The Liturgical Movement which started in the 19th century with Abbot Prosper Gueranger and the Benedictine monks of the Abbey of Solesme of France slowly spread to other monasteries and countries. The reforms proposed by this movement received papal support especially from Popes St. Pius X and Pius XII. This led up to the call of reforming the liturgy as an important item for the Second Vatican Council to work on. The liturgy became the first topic dealt with by the Council which produced the document, Sacrosanctum Concilium which was approved by the bishops 2,147 for the document and only 4 against it. This marked a major change in the Catholic Church which continues down to this day.

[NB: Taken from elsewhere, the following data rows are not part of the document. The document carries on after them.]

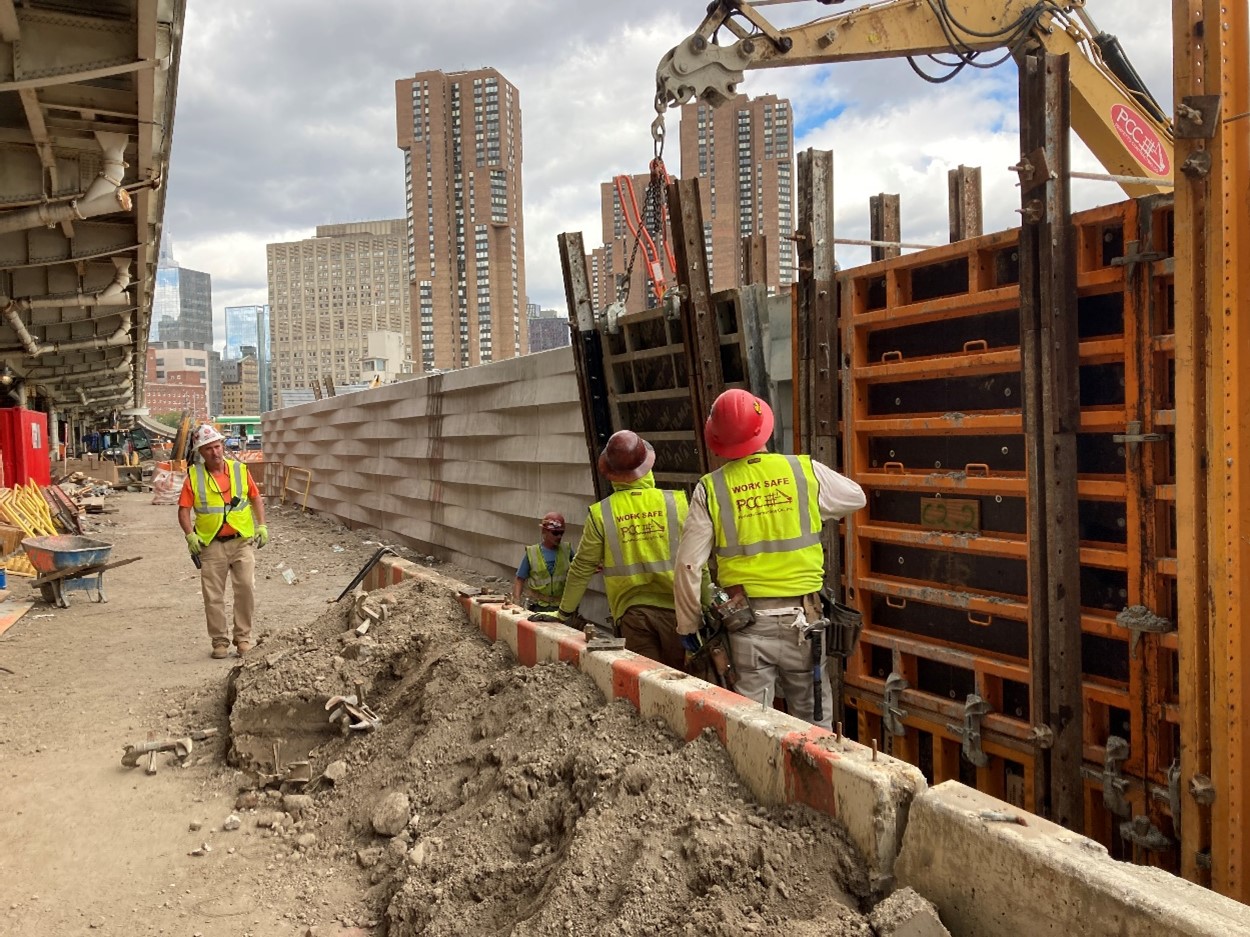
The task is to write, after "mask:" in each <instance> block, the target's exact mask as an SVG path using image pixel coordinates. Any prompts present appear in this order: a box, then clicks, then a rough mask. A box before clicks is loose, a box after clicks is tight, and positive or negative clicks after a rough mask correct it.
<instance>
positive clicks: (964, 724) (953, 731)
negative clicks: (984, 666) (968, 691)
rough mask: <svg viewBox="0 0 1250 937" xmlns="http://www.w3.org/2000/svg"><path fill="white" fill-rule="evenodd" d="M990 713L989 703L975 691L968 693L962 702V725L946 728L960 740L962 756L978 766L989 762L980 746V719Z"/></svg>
mask: <svg viewBox="0 0 1250 937" xmlns="http://www.w3.org/2000/svg"><path fill="white" fill-rule="evenodd" d="M989 713H990V705H989V703H988V702H985V700H983V698H981V697H979V696H978V695H976V693H969V695H968V700H966V701H965V702H964V725H963V727H960V726H951V725H949V723H948V726H946V728H949V730H950V731H951V732H954V733H955V735H958V736H959V737H960V738H961V740H963V746H961V750H963V752H964V757H965V758H968V760H969V761H970V762H971V763H973V765H975V766H976V767H979V768H984V767H985V766H986V765H989V763H990V756H988V755H986V753H985V751H984V750H983V748H981V720H984V718H985V717H986V716H988V715H989Z"/></svg>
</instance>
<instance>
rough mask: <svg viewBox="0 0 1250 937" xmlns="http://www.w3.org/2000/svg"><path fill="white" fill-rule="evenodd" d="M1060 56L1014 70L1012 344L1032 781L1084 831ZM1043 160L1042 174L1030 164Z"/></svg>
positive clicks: (1021, 67)
mask: <svg viewBox="0 0 1250 937" xmlns="http://www.w3.org/2000/svg"><path fill="white" fill-rule="evenodd" d="M1068 66H1069V61H1068V57H1066V56H1053V55H1046V54H1031V55H1028V56H1025V59H1024V61H1023V62H1021V66H1020V142H1021V150H1023V152H1024V154H1025V157H1024V159H1023V160H1021V165H1024V164H1025V162H1028V164H1030V165H1031V166H1033V169H1034V171H1033V172H1031V174H1028V175H1026V174H1025V172H1021V200H1023V210H1024V211H1023V214H1024V221H1023V225H1021V227H1020V344H1021V364H1023V371H1024V374H1023V384H1024V394H1025V406H1024V426H1025V441H1026V442H1025V445H1026V450H1028V465H1029V592H1030V626H1031V627H1030V645H1031V647H1030V652H1031V660H1033V676H1034V681H1033V682H1034V686H1033V691H1034V695H1035V696H1038V695H1039V691H1041V692H1040V695H1041V696H1043V698H1041V700H1036V698H1035V700H1034V711H1035V712H1038V713H1040V715H1043V716H1044V718H1045V721H1046V723H1048V725H1049V727H1050V731H1051V733H1053V737H1054V745H1053V746H1051V747H1050V748H1049V750H1048V751H1046V757H1045V758H1043V760H1041V761H1043V762H1049V765H1048V767H1046V768H1045V773H1049V777H1045V778H1038V780H1040V781H1045V782H1046V783H1048V786H1046V787H1039V788H1038V790H1040V791H1048V792H1049V808H1050V815H1051V817H1053V818H1054V820H1055V821H1056V822H1059V823H1063V825H1064V826H1066V827H1069V828H1071V830H1076V831H1078V832H1081V831H1083V830H1084V825H1085V810H1084V790H1083V788H1084V785H1083V782H1081V775H1080V772H1081V761H1083V738H1081V736H1083V712H1084V706H1083V698H1081V601H1080V587H1079V585H1078V583H1079V582H1080V576H1081V567H1080V523H1079V517H1078V505H1079V501H1078V495H1076V472H1078V468H1076V431H1078V427H1079V426H1080V380H1079V366H1078V362H1079V339H1078V330H1076V242H1075V231H1074V229H1073V222H1071V207H1070V197H1069V181H1068V166H1069V137H1070V122H1071V86H1070V81H1069V70H1068ZM1043 161H1044V162H1045V171H1043V167H1041V166H1040V165H1039V164H1041V162H1043Z"/></svg>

In her next chapter Ferrone explores the major concepts of the document: the Paschal Mystery which returned the Church to the thinking of not only of the passion and death of Christ, but also his resurrection; the liturgy being the “summit and source” of the Church’s life; all Christians are to participate fully and actively and not like they had done before. Before Vatican II people usually did not exactly know what was going on at Mass since it was in Latin. Many did their own devotions and could not hear what the priest was saying. Sometimes there was a choir which performed songs that the congregation did not participate in. Vatican II changed this.
The next concepts say that all should perform their proper roles during the liturgy. That means the ordained do their particular roles either as a bishop, priest, or as a deacon. The non-ordained are to do their roles as cantors, organists, servers, readers and other ministries and to actively participate during the liturgy even if they do not have a ministry to perform.